It was ten o’clock when she left the house and stood again in the silent street, whose roof was of golden fire mingling with the stars, and the radiance of the mirrored flames on many a spire and many a dome. Nothing now, either of the scene or of her own peril, mattered to her. The jibes of besotted gunners, the warnings of officers who passed by to the citadel, the deafening roar of guns, even the dead in the streets—she went on heedless of these things. Brandon was to give his life for her lover’s. He would die at dawn, because he had been her friend. Well she knew that Edmond would not heed the words which could be spoken. That birthright of fallacy, which made of honour a god, was far above logic or reason. He would kill Brandon for honour’s sake.
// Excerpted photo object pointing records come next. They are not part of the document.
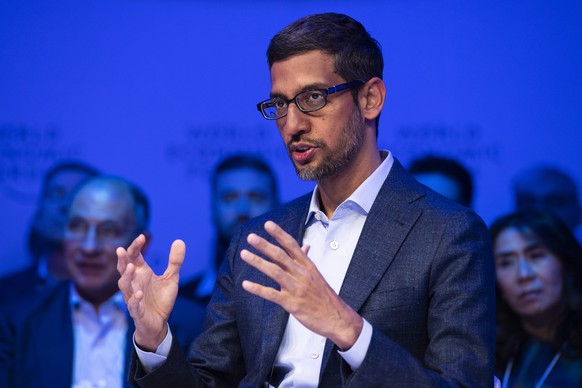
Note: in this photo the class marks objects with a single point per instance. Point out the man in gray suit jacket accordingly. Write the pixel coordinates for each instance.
(371, 280)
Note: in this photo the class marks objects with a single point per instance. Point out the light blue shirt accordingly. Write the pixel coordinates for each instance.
(99, 338)
(332, 243)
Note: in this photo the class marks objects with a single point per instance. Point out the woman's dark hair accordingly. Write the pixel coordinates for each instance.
(560, 241)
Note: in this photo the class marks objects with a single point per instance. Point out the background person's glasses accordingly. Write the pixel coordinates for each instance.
(306, 101)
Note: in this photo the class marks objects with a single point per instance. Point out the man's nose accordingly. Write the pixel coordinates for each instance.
(90, 242)
(295, 123)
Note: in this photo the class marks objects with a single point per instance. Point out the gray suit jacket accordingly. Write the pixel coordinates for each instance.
(422, 274)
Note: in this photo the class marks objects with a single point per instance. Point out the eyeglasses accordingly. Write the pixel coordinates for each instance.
(306, 101)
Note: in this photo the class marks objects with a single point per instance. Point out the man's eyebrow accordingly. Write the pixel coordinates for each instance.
(305, 88)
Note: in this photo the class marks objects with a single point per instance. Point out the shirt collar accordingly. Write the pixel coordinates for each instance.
(365, 195)
(76, 300)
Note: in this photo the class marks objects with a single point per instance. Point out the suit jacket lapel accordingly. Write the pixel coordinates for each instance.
(390, 219)
(293, 222)
(128, 351)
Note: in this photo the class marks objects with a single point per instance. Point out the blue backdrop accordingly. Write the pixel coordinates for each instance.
(157, 91)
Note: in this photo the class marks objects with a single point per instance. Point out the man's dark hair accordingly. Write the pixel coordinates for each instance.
(358, 56)
(452, 169)
(67, 166)
(239, 161)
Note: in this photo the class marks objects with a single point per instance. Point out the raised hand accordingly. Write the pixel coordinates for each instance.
(149, 298)
(304, 292)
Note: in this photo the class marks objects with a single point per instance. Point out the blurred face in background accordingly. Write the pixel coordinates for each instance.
(52, 212)
(529, 276)
(101, 218)
(240, 194)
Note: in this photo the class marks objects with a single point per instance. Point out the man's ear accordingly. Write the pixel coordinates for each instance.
(372, 97)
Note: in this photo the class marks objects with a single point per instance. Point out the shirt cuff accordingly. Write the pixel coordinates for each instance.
(152, 361)
(356, 354)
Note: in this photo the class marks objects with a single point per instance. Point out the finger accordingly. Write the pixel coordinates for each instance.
(270, 250)
(288, 243)
(121, 260)
(175, 260)
(125, 283)
(267, 293)
(272, 270)
(134, 251)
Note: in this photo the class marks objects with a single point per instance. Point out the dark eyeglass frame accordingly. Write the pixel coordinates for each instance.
(325, 92)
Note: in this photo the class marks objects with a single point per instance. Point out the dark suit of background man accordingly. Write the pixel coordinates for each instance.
(78, 334)
(243, 187)
(371, 280)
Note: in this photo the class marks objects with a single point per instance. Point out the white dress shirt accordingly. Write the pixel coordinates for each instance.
(332, 243)
(99, 338)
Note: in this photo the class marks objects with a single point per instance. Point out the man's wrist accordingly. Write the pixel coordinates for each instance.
(146, 343)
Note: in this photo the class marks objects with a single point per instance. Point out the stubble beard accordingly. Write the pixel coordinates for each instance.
(350, 139)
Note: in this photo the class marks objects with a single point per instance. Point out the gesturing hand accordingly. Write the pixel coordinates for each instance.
(149, 298)
(304, 292)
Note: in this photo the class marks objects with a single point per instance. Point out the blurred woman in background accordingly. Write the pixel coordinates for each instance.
(538, 266)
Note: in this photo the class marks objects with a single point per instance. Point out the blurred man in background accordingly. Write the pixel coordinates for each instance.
(243, 187)
(45, 239)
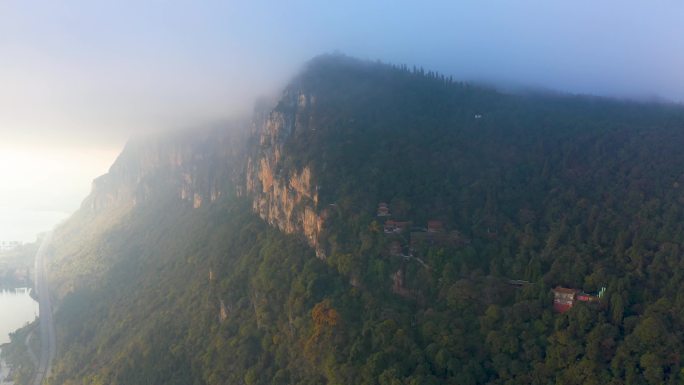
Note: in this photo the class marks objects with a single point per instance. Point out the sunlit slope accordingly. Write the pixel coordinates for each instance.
(187, 282)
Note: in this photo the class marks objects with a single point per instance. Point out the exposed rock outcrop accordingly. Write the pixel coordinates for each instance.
(195, 166)
(285, 196)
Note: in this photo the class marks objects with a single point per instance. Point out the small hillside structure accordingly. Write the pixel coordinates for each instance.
(383, 210)
(435, 226)
(565, 298)
(396, 227)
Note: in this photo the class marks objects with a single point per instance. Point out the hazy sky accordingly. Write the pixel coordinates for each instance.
(79, 77)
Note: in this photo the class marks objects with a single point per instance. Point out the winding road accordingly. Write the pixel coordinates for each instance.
(47, 329)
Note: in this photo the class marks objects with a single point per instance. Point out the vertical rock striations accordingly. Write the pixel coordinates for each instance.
(284, 195)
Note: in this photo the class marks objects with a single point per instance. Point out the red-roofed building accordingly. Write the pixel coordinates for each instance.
(563, 298)
(435, 226)
(383, 210)
(396, 227)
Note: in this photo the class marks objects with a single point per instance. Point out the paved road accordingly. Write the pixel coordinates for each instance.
(47, 329)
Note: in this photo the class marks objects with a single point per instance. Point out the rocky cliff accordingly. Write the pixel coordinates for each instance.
(283, 194)
(195, 166)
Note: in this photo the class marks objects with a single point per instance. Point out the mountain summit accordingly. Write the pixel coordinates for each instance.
(383, 225)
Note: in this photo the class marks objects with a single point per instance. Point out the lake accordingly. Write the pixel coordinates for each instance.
(17, 308)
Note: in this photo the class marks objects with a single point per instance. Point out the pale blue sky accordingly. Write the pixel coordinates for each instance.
(79, 77)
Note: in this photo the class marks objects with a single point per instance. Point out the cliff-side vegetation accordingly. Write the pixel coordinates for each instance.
(550, 190)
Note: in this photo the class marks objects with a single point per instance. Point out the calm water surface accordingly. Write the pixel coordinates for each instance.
(17, 308)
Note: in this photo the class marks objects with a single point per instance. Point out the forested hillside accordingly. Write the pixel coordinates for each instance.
(419, 226)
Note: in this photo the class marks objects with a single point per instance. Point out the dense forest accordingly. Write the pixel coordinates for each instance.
(547, 190)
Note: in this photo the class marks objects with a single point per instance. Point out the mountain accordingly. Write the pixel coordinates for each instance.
(384, 225)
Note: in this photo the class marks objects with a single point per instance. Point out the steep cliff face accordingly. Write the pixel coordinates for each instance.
(194, 166)
(285, 195)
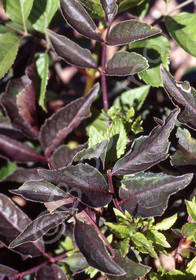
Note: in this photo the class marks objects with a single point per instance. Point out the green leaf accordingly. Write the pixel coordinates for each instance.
(78, 18)
(96, 152)
(182, 95)
(59, 125)
(42, 65)
(124, 5)
(39, 227)
(93, 7)
(93, 249)
(146, 194)
(191, 266)
(64, 155)
(124, 63)
(40, 191)
(18, 10)
(42, 14)
(95, 137)
(191, 208)
(186, 149)
(132, 98)
(7, 169)
(133, 270)
(120, 231)
(143, 244)
(71, 52)
(166, 223)
(150, 49)
(82, 181)
(182, 28)
(130, 31)
(147, 151)
(9, 45)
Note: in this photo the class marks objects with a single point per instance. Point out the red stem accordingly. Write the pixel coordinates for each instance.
(101, 234)
(115, 199)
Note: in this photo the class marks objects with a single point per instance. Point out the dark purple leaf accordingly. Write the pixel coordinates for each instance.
(186, 149)
(21, 175)
(71, 52)
(82, 181)
(147, 151)
(76, 262)
(6, 271)
(40, 191)
(93, 249)
(130, 31)
(37, 228)
(22, 110)
(75, 14)
(182, 95)
(124, 63)
(19, 152)
(12, 222)
(64, 155)
(133, 270)
(59, 125)
(53, 272)
(146, 194)
(95, 152)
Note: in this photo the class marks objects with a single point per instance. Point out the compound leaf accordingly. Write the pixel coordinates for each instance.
(186, 152)
(37, 228)
(146, 194)
(182, 95)
(130, 31)
(41, 191)
(58, 126)
(75, 14)
(13, 221)
(94, 250)
(9, 45)
(82, 181)
(124, 63)
(147, 150)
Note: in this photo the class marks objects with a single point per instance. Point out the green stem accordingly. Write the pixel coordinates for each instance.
(179, 7)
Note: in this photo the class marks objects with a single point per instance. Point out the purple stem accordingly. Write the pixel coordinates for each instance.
(101, 234)
(115, 199)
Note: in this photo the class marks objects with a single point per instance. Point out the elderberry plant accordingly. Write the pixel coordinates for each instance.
(103, 195)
This intolerable thought of one man’s sacrifice for another man’s folly was the culminating distress of that strange hour. While she told herself again and again that such a sacrifice must never be, the futility of her resolutions appeared in a clearer light with every step she took. The gulf between Edmond and herself was never to be bridged again. She knew that she could neither hope nor believe in France as she had hoped and believed on the day when her destiny sent her to the Niederwald. One by one these events recurred to her imagination—the occasion of their picnic, the call to arms, the dreadful day of battle, the weakening of the cords of faith, the lost glory of the army which was to protect the children of France. How few were the weeks since she had regarded her lover as one sent to her unmistakably to be that link in the chain of her love which death alone might break. And now! Doubt, suspicion, separation, above all, the contemplation of this crime, were her fruits of war. She saw that they were fruits surpassing all agony of death and battle, and even the pity of the children’s grief.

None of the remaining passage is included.